Wielkie powroty i mroczne klimaty
Prezentację z przytupem otworzył nowy zwiastun Dragon Quest 7 Reimagined. Fani klasycznych japońskich RPG-ów mogą zacierać ręce – gra wygląda obłędnie, a jej premiera odbędzie się 5 lutego 2026 roku.

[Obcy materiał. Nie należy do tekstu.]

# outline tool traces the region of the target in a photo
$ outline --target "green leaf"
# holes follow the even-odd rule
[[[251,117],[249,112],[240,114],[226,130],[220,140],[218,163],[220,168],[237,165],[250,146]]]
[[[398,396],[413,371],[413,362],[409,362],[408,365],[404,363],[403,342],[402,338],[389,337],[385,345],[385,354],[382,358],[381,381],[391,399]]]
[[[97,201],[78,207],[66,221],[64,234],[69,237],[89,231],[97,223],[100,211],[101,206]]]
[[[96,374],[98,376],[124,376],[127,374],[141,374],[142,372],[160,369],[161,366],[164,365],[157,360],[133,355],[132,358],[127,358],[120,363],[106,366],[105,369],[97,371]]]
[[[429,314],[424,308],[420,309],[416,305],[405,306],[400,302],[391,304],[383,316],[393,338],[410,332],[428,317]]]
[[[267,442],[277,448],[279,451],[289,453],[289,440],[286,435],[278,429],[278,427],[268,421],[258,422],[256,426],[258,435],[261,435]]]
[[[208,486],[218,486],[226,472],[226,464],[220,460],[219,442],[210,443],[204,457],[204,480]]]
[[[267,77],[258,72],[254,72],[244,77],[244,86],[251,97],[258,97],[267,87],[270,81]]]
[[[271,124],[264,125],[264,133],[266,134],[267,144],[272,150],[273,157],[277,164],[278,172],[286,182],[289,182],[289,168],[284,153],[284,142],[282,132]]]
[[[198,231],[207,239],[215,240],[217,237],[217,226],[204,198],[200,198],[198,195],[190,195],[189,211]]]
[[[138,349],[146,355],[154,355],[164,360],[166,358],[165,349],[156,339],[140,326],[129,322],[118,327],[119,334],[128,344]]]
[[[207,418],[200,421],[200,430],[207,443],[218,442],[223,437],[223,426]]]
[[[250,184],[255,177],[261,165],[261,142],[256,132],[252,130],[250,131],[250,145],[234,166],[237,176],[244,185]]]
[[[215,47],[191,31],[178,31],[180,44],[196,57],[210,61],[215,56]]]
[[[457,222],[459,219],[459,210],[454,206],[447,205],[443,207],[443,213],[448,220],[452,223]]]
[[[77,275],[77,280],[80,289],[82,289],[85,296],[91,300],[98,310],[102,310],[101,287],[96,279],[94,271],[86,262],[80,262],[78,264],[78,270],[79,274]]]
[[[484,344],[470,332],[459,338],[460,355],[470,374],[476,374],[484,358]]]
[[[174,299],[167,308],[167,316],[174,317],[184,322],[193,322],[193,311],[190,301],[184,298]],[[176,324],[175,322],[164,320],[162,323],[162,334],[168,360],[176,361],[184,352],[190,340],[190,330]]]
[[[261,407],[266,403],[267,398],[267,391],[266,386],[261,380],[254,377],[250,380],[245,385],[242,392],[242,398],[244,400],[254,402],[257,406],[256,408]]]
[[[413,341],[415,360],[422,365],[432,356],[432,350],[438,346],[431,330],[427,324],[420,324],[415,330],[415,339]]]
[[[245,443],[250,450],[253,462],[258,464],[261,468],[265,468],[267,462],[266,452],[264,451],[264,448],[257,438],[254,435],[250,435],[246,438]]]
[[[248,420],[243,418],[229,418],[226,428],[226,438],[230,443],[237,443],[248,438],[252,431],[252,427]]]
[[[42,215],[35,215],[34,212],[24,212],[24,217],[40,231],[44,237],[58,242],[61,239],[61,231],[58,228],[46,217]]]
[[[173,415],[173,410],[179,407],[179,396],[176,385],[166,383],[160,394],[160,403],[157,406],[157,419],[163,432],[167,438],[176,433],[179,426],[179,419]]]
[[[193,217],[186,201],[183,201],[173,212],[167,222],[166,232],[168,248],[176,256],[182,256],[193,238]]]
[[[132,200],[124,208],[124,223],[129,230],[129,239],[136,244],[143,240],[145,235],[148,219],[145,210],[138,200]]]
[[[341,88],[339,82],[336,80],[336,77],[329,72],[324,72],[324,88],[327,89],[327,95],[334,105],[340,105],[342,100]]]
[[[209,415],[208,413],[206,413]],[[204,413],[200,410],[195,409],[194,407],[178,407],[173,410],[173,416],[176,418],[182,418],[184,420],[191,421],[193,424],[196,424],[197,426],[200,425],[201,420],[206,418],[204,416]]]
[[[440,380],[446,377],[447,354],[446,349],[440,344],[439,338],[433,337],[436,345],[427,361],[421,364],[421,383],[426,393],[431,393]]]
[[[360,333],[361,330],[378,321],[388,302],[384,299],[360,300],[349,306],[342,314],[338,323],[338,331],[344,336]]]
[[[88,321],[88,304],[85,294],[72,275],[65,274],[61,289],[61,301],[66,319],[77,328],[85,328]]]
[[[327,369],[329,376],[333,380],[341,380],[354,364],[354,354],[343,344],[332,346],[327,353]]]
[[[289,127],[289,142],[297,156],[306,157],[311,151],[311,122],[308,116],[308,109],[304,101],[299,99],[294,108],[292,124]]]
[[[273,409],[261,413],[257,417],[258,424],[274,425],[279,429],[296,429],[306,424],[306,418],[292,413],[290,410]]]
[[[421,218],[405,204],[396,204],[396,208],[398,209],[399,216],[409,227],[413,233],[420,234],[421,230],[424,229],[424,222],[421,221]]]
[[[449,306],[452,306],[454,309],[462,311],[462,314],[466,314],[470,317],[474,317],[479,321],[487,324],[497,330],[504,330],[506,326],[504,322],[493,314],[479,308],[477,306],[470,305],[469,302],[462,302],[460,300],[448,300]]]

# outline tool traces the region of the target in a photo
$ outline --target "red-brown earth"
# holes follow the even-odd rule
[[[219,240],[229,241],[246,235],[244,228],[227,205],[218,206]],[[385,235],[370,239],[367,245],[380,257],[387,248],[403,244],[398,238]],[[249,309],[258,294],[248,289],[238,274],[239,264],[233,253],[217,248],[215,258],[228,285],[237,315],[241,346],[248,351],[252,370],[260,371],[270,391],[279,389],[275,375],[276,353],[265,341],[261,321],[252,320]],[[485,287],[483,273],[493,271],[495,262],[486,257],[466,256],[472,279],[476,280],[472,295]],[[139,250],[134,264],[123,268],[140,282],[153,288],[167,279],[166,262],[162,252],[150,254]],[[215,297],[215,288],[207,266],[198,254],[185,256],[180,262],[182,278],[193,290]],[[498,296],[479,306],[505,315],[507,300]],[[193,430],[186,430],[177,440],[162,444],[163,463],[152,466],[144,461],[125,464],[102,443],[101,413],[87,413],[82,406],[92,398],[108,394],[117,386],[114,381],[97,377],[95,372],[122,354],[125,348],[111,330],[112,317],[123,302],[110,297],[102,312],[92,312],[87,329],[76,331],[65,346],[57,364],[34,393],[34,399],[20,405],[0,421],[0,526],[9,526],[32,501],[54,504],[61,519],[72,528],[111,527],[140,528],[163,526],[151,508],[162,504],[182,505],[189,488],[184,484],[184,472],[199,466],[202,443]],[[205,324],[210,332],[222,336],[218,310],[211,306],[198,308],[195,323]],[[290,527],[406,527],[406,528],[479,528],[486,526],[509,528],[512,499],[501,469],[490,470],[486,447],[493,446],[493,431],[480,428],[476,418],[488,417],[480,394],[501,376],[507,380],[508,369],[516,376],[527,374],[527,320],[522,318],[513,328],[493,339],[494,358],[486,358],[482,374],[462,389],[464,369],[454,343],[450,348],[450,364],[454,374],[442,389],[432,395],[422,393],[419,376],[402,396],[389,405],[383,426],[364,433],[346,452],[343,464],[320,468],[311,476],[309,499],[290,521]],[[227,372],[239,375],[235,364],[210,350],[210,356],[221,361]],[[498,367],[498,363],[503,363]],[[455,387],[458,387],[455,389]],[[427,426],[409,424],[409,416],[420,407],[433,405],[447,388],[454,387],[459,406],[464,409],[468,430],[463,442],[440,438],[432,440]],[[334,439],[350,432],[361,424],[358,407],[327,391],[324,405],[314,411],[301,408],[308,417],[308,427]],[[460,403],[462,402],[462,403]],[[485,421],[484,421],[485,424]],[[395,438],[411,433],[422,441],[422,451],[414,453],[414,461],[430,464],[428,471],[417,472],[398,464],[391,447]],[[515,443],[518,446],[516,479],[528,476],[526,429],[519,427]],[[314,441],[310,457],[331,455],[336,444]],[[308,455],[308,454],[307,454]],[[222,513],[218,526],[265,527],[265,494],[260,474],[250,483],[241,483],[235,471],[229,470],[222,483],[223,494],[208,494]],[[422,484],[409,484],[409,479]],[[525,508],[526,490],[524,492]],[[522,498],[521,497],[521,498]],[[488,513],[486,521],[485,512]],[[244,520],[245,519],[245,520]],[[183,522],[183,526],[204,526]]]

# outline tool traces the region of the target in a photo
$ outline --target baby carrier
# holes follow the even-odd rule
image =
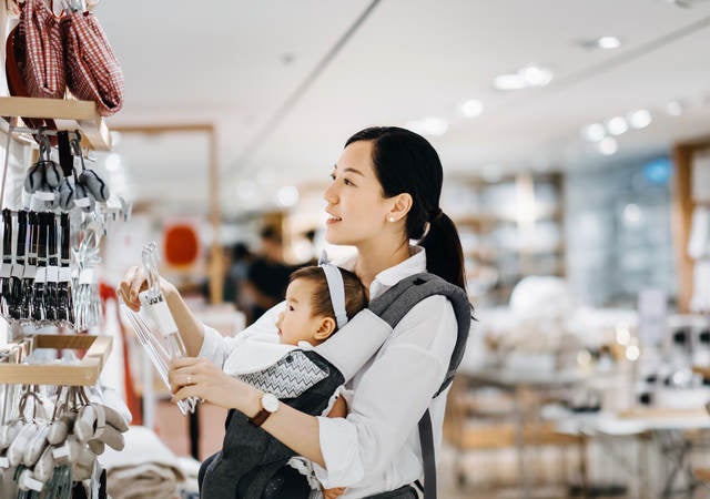
[[[458,334],[444,383],[437,397],[452,383],[464,356],[471,320],[471,306],[458,286],[428,273],[397,283],[362,310],[335,336],[313,350],[293,350],[267,369],[240,376],[244,381],[278,397],[282,403],[313,416],[321,416],[333,394],[377,352],[402,317],[417,303],[433,295],[446,296],[456,314]],[[304,476],[286,466],[295,452],[246,416],[230,410],[222,450],[200,469],[203,499],[306,499],[310,487]],[[428,410],[419,420],[424,459],[425,498],[436,498],[436,467],[432,420]]]

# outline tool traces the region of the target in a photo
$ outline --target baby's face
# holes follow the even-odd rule
[[[315,345],[313,335],[321,324],[312,313],[311,301],[315,293],[315,284],[307,279],[296,279],[286,289],[286,309],[278,314],[276,327],[281,343],[298,345],[308,342]]]

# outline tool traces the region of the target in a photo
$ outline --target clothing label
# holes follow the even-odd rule
[[[60,283],[69,283],[71,281],[71,268],[61,267],[59,269],[59,282]]]
[[[139,294],[139,298],[163,336],[170,336],[173,333],[178,333],[178,325],[175,324],[162,294],[150,296],[149,292],[143,292]]]
[[[59,267],[57,266],[47,267],[47,282],[59,283]]]
[[[37,191],[32,195],[34,196],[34,198],[40,200],[40,201],[54,201],[54,193],[53,192]]]
[[[47,267],[37,267],[37,274],[34,274],[34,283],[47,283]]]
[[[14,264],[12,265],[12,277],[22,278],[24,275],[24,265]]]
[[[79,284],[93,284],[93,268],[84,268],[81,271],[81,274],[79,274]]]
[[[22,275],[22,278],[24,278],[24,279],[33,279],[34,278],[34,274],[37,274],[37,265],[26,265],[24,266],[24,274]]]

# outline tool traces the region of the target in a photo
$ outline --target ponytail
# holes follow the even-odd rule
[[[452,218],[439,210],[429,222],[429,230],[419,241],[426,249],[426,269],[466,291],[464,252]]]
[[[397,126],[373,126],[351,136],[373,142],[375,174],[386,197],[406,192],[413,203],[406,237],[426,248],[426,268],[466,289],[464,253],[454,222],[439,206],[444,170],[436,150],[422,135]],[[427,231],[428,226],[428,231]]]

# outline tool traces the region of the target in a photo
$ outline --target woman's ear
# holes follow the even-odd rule
[[[323,317],[318,324],[318,328],[313,334],[316,342],[325,342],[335,330],[335,320],[332,317]]]
[[[387,220],[389,222],[397,222],[407,216],[407,213],[412,210],[412,194],[403,192],[392,197],[392,201],[393,204],[389,213],[387,213]]]

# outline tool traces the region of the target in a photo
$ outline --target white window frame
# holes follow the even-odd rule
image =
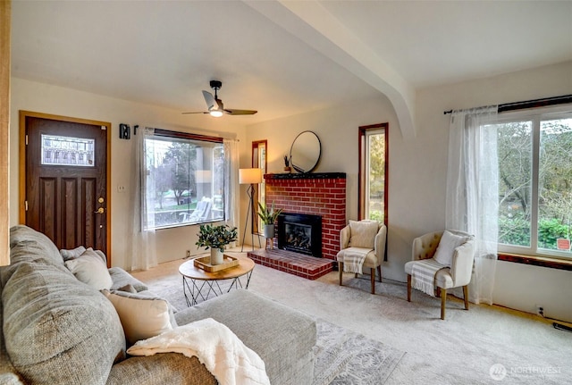
[[[545,256],[557,258],[572,258],[570,252],[538,248],[538,194],[539,194],[539,167],[540,167],[540,122],[547,120],[572,118],[572,106],[560,105],[556,107],[543,107],[534,110],[516,111],[499,114],[494,121],[487,124],[501,124],[512,121],[532,122],[532,176],[531,176],[531,223],[530,246],[516,246],[499,243],[500,254],[515,254],[531,256]]]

Chwilę później atmosfera zgęstniała, gdy Koei Tecmo zaprezentowało remake kultowego horroru Fatal Frame 2: Crimson Butterfly. Tytuł, który wielu weteranom do dziś śni się po nocach (i to nie są miłe sny), powróci w odświeżonej oprawie 12 marca 2026 roku.
Na to DLC wszyscy czekali
Jednym z najgorętszych momentów pokazu była bez wątpienia zapowiedź dodatku do Elden Ring, Nightreign: The Forsaken Hollows. Rozszerzenie zadebiutuje 4 grudnia i zabierze graczy do zupełnie nowej, mrocznej krainy. Bandai Namco pokazało krótki, ale niezwykle klimatyczny zwiastun.
Ale to nie wszystkie zapowiedziane dodatki. Własnego DLC doczeka się też Dynasty Warriors Origins, a fani wyścigów dostaną aktualizację Spec 3 do Gran Turismo 7 jeszcze w 2025 roku.
Niezależna scena kradnie show
I tak oto State of Play udowodniło, że azjatycka scena deweloperska to coś więcej niż tylko giganci. Twórcy pokazali całą masę mniejszych, ale piekielnie pomysłowych produkcji.
Uwagę przykuło MotionRec, platformówka 2D z mechaniką powtarzania nagranych wcześniej ruchów (brzmi skomplikowanie, ale w praktyce to może być czyste złoto).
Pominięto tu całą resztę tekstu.